From b60d343ad197e811d8d6e84e9974ed91526fca6c Mon Sep 17 00:00:00 2001
From: Brad Smith <bradsmithmba@gmail.com>
Date: Thu, 11 Jun 2026 15:00:19 -0500
Subject: [PATCH] docs(features): clarify that gamma * S is intentional
 normalization

Issue #33 flagged that calculate_gamma multiplies by S while calculate_theta
and calculate_vega divide by S, and the gamma docstring's "normalized by
underlying price" wording reads as if it should divide. On investigation the
math is correct and the asymmetry is required:

- raw gamma scales as 1/S, so gamma * S is price-scale-invariant
- raw theta and vega scale as S, so theta/S and vega/S are price-scale-invariant

Verified empirically: gamma*S, theta/S, vega/S/100 are identical for S=100
and S=1000 at equal moneyness/vol/time.

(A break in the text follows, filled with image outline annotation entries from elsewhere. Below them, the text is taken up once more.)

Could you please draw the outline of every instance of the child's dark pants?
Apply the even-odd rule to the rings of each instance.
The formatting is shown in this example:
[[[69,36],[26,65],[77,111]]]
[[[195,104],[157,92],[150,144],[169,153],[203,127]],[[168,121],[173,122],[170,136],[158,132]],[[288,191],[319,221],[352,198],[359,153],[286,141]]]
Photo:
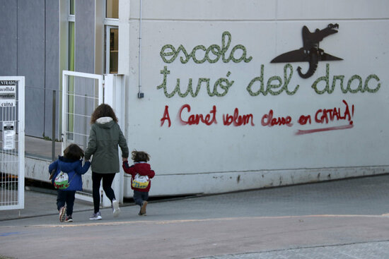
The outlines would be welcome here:
[[[57,190],[57,208],[58,210],[66,205],[66,215],[73,213],[73,206],[76,199],[76,191]]]
[[[149,200],[149,192],[134,191],[134,201],[135,204],[141,206],[144,200]]]

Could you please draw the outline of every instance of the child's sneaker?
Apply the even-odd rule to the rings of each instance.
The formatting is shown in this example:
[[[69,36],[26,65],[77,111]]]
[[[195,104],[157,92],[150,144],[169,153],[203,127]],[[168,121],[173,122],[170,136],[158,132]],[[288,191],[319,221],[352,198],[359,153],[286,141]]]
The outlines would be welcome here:
[[[144,200],[142,203],[142,205],[141,207],[141,210],[139,211],[139,213],[138,214],[139,216],[146,216],[146,207],[147,206],[147,200]]]
[[[61,207],[59,209],[59,222],[63,222],[65,220],[66,216],[66,207],[65,206]]]
[[[96,213],[92,214],[92,216],[89,218],[91,220],[99,220],[103,219],[101,217],[101,213],[98,211]]]
[[[119,202],[116,200],[112,200],[112,210],[113,217],[118,217],[120,214],[120,208],[119,207]]]

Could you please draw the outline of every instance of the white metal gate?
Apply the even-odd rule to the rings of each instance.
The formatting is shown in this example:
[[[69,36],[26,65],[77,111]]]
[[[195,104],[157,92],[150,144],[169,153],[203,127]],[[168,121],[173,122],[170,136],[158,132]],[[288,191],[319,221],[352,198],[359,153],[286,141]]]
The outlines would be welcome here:
[[[24,76],[0,76],[0,210],[24,208]]]
[[[62,153],[70,144],[86,150],[91,115],[103,103],[103,77],[86,73],[64,71],[62,74]],[[76,198],[93,201],[92,172],[83,175],[83,191]]]

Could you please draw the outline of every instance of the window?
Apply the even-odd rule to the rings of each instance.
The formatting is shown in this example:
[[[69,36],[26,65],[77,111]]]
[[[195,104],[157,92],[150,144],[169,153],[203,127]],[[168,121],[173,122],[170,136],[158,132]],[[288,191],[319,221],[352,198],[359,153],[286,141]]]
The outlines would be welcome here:
[[[119,0],[105,0],[105,18],[119,18]]]
[[[119,0],[105,0],[105,73],[117,73]]]

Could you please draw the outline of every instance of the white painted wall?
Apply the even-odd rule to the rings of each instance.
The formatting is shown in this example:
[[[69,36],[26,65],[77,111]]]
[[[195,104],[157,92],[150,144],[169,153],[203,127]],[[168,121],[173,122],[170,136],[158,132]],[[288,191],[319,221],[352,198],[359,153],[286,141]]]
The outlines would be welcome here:
[[[147,0],[142,3],[141,92],[139,85],[139,1],[122,1],[120,8],[120,57],[119,73],[125,75],[127,92],[124,129],[130,150],[144,150],[151,156],[150,163],[156,172],[151,195],[194,193],[221,193],[265,186],[324,181],[388,171],[388,130],[389,115],[389,2],[373,1],[286,1],[286,0]],[[293,74],[289,91],[298,85],[294,95],[285,91],[278,95],[262,93],[252,96],[247,90],[250,81],[260,76],[264,66],[264,83],[269,78],[284,79],[286,63],[271,64],[279,54],[303,47],[301,30],[310,32],[323,29],[329,23],[338,23],[338,33],[320,42],[326,53],[342,61],[320,61],[315,74],[307,79],[298,76],[296,68],[308,69],[307,62],[290,63]],[[196,46],[221,47],[223,32],[231,34],[231,45],[241,44],[247,50],[248,62],[196,64],[190,59],[182,64],[181,54],[173,62],[163,61],[160,52],[163,46],[178,49],[182,44],[190,53]],[[168,50],[169,50],[168,49]],[[168,52],[168,51],[166,51]],[[201,59],[204,52],[197,52]],[[236,57],[242,54],[236,52]],[[170,58],[170,57],[169,57]],[[213,56],[212,58],[214,58]],[[332,93],[317,93],[315,81],[326,75],[329,64],[329,84],[333,76],[344,76],[344,88],[355,75],[366,78],[376,92],[343,93],[339,81]],[[233,84],[223,97],[211,97],[203,85],[196,97],[168,97],[161,85],[166,66],[167,92],[172,92],[177,79],[185,92],[189,78],[195,89],[199,78],[209,78],[211,88],[219,78]],[[290,75],[287,70],[286,78]],[[227,76],[228,74],[228,76]],[[277,80],[272,81],[277,83]],[[352,90],[358,88],[352,80]],[[381,84],[378,88],[378,84]],[[318,85],[318,90],[325,82]],[[252,85],[258,90],[259,82]],[[274,88],[274,91],[281,88]],[[222,88],[218,88],[223,92]],[[347,106],[350,118],[317,123],[315,114],[320,109],[339,108],[343,116]],[[207,126],[182,125],[178,114],[184,104],[182,119],[192,114],[209,114],[214,105],[217,124]],[[166,106],[171,120],[161,126]],[[354,113],[352,107],[354,106]],[[223,125],[223,114],[252,114],[255,124],[235,126]],[[274,116],[290,116],[292,126],[262,126],[261,121],[269,110]],[[310,124],[301,125],[301,115],[310,115]],[[352,121],[351,128],[350,121]],[[339,129],[347,126],[349,128]],[[299,131],[337,128],[296,135]],[[124,196],[132,196],[129,184],[124,186]]]

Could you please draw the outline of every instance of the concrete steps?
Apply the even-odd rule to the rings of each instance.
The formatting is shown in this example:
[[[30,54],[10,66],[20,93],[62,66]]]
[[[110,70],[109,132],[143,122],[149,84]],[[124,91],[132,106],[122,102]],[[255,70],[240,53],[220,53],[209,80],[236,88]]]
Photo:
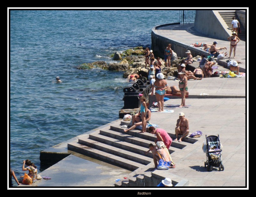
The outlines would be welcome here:
[[[97,139],[98,139],[98,138],[97,138]],[[78,143],[104,152],[109,153],[120,157],[138,162],[143,165],[148,164],[152,160],[151,158],[143,155],[132,153],[91,139],[79,139],[78,140]]]
[[[154,169],[152,154],[146,152],[149,144],[155,144],[156,138],[150,133],[140,133],[140,131],[137,129],[124,133],[121,126],[129,123],[122,121],[113,123],[109,127],[100,129],[68,143],[68,149],[132,171],[128,178],[121,179],[115,184],[116,186],[145,186],[144,175]],[[169,134],[173,139],[176,138],[174,134]],[[173,141],[170,153],[178,154],[197,141],[187,138],[180,143]]]
[[[238,37],[240,40],[244,41],[245,41],[246,39],[246,31],[243,26],[242,23],[239,20],[239,18],[237,17],[237,16],[236,13],[235,11],[219,12],[220,16],[223,19],[224,21],[226,22],[228,28],[232,31],[232,25],[231,24],[233,20],[232,17],[235,17],[239,21],[240,24],[240,29],[241,30],[241,33],[238,34]]]
[[[116,140],[116,139],[102,135],[91,134],[90,138],[94,140],[101,142],[111,146],[112,146],[119,148],[122,149],[129,151],[136,154],[146,155],[146,152],[148,150],[148,148],[135,145],[133,144]],[[149,157],[153,158],[152,154],[146,155]]]
[[[133,171],[139,168],[143,168],[143,165],[128,159],[121,157],[97,149],[93,148],[78,143],[72,142],[68,145],[68,149],[100,160],[107,163],[116,165]]]

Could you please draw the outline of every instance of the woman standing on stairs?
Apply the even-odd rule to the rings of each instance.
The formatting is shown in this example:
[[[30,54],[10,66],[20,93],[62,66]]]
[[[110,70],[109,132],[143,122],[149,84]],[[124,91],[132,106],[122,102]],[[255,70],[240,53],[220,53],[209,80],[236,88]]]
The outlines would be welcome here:
[[[234,32],[232,33],[232,35],[228,38],[228,39],[230,41],[230,51],[229,51],[229,57],[228,59],[230,58],[231,53],[232,53],[232,50],[234,49],[234,58],[236,58],[236,45],[240,41],[240,39],[236,36],[236,33]]]

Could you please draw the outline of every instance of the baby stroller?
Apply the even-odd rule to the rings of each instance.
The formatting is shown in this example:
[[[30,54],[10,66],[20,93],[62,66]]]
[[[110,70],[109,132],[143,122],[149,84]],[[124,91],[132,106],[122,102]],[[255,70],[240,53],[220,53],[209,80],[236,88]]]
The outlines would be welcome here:
[[[211,172],[212,171],[213,167],[218,167],[220,171],[224,170],[224,166],[222,162],[220,141],[220,136],[210,136],[207,137],[205,135],[205,141],[203,146],[205,146],[206,149],[206,161],[204,162],[204,167],[207,168],[207,170]]]

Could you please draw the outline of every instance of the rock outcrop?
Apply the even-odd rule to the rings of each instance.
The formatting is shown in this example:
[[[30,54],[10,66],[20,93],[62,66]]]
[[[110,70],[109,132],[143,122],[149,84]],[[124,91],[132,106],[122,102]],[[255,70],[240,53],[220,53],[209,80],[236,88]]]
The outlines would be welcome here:
[[[123,59],[123,58],[122,58],[122,56],[121,56],[120,53],[116,51],[115,54],[114,54],[113,59],[113,60],[122,60]]]

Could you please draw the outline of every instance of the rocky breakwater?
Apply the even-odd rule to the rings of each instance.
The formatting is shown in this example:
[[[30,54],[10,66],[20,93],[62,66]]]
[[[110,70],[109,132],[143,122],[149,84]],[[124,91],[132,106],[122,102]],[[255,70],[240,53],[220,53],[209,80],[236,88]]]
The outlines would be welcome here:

Changing gamma to gamma / S would
REINTRODUCE price dependence (a real bug), so this is a documentation-only
change: reword the docstring and comment to explain why the *S is correct and
warn against "fixing" it.

No behavior change.

Closes #33

Co-Authored-By: Claude Opus 4.8 <noreply@anthropic.com>
---
 src/features/greeks.py | 11 +++++++++--
 1 file changed, 9 insertions(+), 2 deletions(-)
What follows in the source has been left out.